Aim: The aim of the present study was to analyze the importance of mammography and sonography in fat necrosis.
Methods: A prospective clinicopathological study was conducted on 40 female patients of different age groups from 30 to 60 years. Patients’ information is collected from at Department of Radiology for one year.

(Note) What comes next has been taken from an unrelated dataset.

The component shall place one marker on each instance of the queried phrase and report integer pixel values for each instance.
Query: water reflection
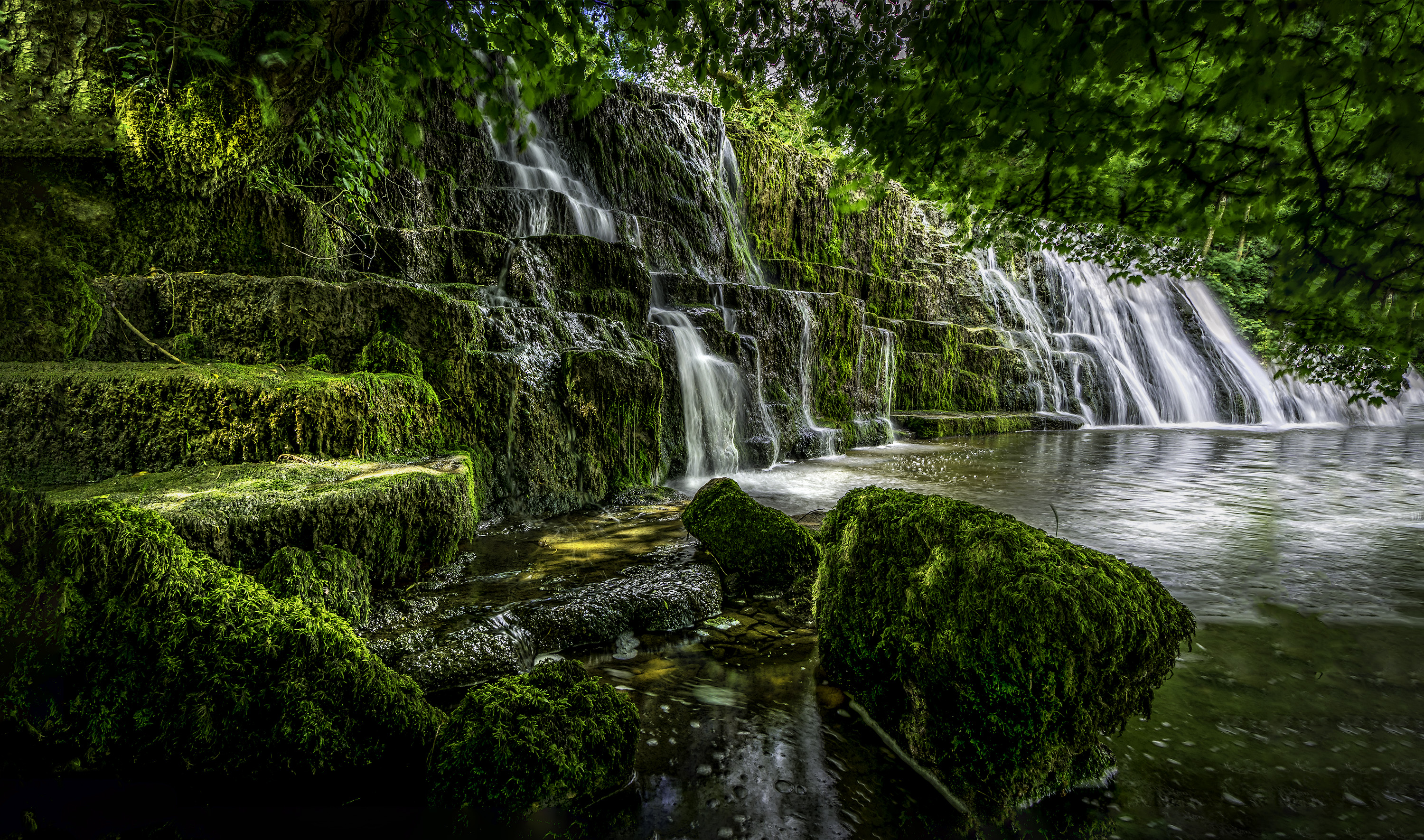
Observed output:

Results: Forty lesions were identified on mammograms. The predominant mammographic features of the 40 lesions apparent on mammograms were as follows, 10 (25%) radiolucent oil cysts (either with or without curvilinear mural calcification), 4 (10%) round opacity, 6 (15%) asymmetrical opacity or heterogenicity of the subcutaneous tissues 10 (25%) dystrophic calcifications, 2 (8%) clustered pleomorphic microcalcifications and 2 (8%) suspicious speculated mass. Forty lesions were identified at sonography. The predominant US features of the 40 lesions apparent on sonograms were as follows 5 (12.5%) solid-appearing masses, 6 (15%) anechoic masses with posterior acoustic enhancement (cyst), 6 (15%) anechoic masses with posterior acoustic shadowing (cyst with mural calcification), 4 (10%) cystic masses with internal echoes 2 (5%) cystic masses with mural nodule and 10 (25%) increased echogenicity of the subcutaneous tissues (small cysts inside this area±). In 7 (17.5%) masses, no discrete lesion could be identified on sonograms.
Conclusion: In conclusion, there is a wide range of mammographic and ultrasonographic patterns of fat necrosis.